Career choices get even tougher when potential early retirement is on the table too.
Older workers who get downsized often say finding new jobs is harder for them than for younger workers. But tapping your retirement savings too early is risky too, even if you are old enough to avoid some potentially hefty penalties, researchers say. Retiring before you are ready roughly triples your chances of a bleaker future, insurance giant Prudential reports.
Few of us appear to be ready. Charles Schwab finds that nearly four in 10 of us are saving nothing for retirement, which seems to be something that someone reports every year. That's not just a U.S. phenomenon either. Researchers in the United Kingdom not long ago calculate that half the savers in 23 countries aren't salting away enough money for secure old ages either.
Solutions in those countries are basically the same as here, say contributors to the British-born www.six-steps.org website. Take control. Know yourself. Save a little and often. Invest for the future. Get advice when you need it.

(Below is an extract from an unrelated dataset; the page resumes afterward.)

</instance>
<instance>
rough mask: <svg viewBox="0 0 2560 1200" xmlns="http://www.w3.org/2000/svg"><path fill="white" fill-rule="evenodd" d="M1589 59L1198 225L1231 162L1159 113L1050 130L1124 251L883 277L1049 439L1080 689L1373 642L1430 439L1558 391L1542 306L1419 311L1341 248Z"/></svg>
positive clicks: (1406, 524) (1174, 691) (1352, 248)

Things get trickier if you are pressed for time. The Ohio Patrolmen's Benevolent Association recently listed some suggested priorities for its members, whose jobs often make time horizons shorter than those of us who've worked office or assembly line jobs. You know the drill, though. Cut debt, live within your means, save for emergencies and invest for your future.
The rules change if you have no time. Borrowing may be smart - The Wall Street Journal's Brett Arends recently ran some ideas about when red ink might be your better choice. Liz Pulliam Weston at MSN Money Central offers suggestions about which bills you don't pay if you are squeezed that hard, but also writes that, financially, you can cut into the bone too if you really need to.